Aunque hundió el rostro en su espalda, Kyden no se dio la vuelta. La invadió
una tristeza repentina. Pronto, Roel notó que los suspiros de Kyden eran
calientes; su piel estaba cada vez más tibia; posiblemente le estaba subiendo
fiebre por las heridas.
No podía
quedarse dormida. Estaba preocupada por el Kyden herido, y el hecho de que él
no la abrazara sumado a pensamientos terribles la mantenían despierta. A pesar
de estar agotada hasta el punto del colapso, sus párpados pesados no lograban
traer el sueño mientras innumerables ideas martilleaban su cabeza toda la
noche.
Ya tarde en la
madrugada, Roel no pudo soportar más verlo sufrir y se levantó de la cama.
"Tengo
que ir al pueblo".
Roel se
decidió firmemente. Aunque Kyden se enojaría, cuidar de sus heridas parecía más
importante. También pensó que, si regresaba sin huir, eso podría detener sus
sospechas. Así como la amabilidad de él había aliviado gradualmente su corazón,
ella sentía la necesidad de ganarse su confianza.
Roel se movió
en silencio. Se vistió con cautela, se envolvió el cuello con una bufanda, se
recogió el pelo y se caló un sombrero para cubrirse la cara. Incluso tomó algo
de dinero del bolsillo de Kyden. Antes de salir de la cabaña, se dio la vuelta;
considerando que Kyden podría despertarse y asustarse, decidió dejar una nota.
[Voy al pueblo
a comprar medicina. Volveré pronto. Lo prometo. Por favor, confía en mí.]
Tras plasmar
sus verdaderos sentimientos en la nota, salió de la cabaña. Respiró hondo el
aire frío del amanecer, que se sentía afilado. Su mente, mareada por la noche
en vela, se despejó.
—Solo tengo
que ir y volver rápido.
Trató de
calmar sus propios nervios mientras descendía la montaña. El camino era más
fácil ahora que gran parte de la nieve se había derretido. Significaba que el
doloroso invierno finalmente estaba terminando.
*******
Cuando el
pueblo apareció a la vista, el corazón de Roel se hundió y sus pasos se
detuvieron. Era la aldea de la que había huido despavorida, el lugar al que
pensó que nunca regresaría. Había fortalecido su mente mientras bajaba la
montaña, pero ver el pueblo hizo que su cuerpo retrocediera. Sus pies no se
movían.
Tras dudar un
rato, Roel se mordió fuerte el interior de la mejilla. No podía simplemente dar
la vuelta después de haber llegado tan lejos.
"Idiota,
¿realmente vas a volver después de todo este camino?".
Roel se
reprendió a sí misma por ser una cobarde mientras pensaba en el Kyden herido.
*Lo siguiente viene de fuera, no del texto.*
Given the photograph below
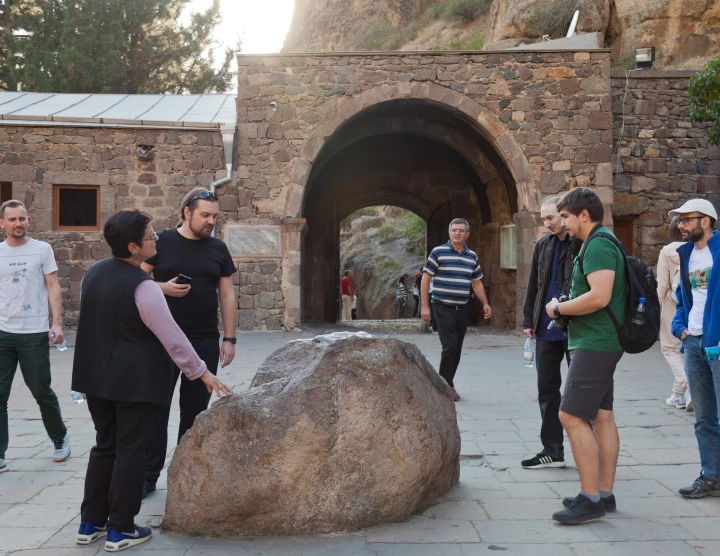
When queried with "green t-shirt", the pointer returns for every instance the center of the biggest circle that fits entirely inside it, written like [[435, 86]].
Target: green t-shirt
[[596, 331]]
Avanzó con dificultad; sentía como si tuviera pesas atadas a los tobillos. Su
tobillo lastimado palpitaba dolorosamente.
"Soy tan
cobarde. Solo necesito comprar rápido la medicina y volver...".
Nadie lo sabe.
Puede que no haya habido ningún rumor en absoluto. Kyden no sabe nada. Así que
está bien.
Con estos
pensamientos, entró en el pueblo. Al poner un pie en territorio familiar,
aceleró el paso, apresurándose a comprar la medicina e irse tan rápido como
alguien que escapa de un incendio. Al ver la farmacia, el rostro de Roel se
iluminó. Era temprano por la mañana y la puerta aún estaba cerrada. Incapaz de
esperar a que abrieran, Roel llamó a la puerta de la farmacia.
¡Pum, pum,
pum!
Tras un largo
rato llamando, una voz irritada llegó desde el interior.
—¡¿Quién es?!
¡Ni siquiera hemos abierto todavía!
—¡Hola! Lo
siento mucho, pero necesito medicina urgentemente...
Roel se ajustó
apresuradamente el sombrero mientras hablaba.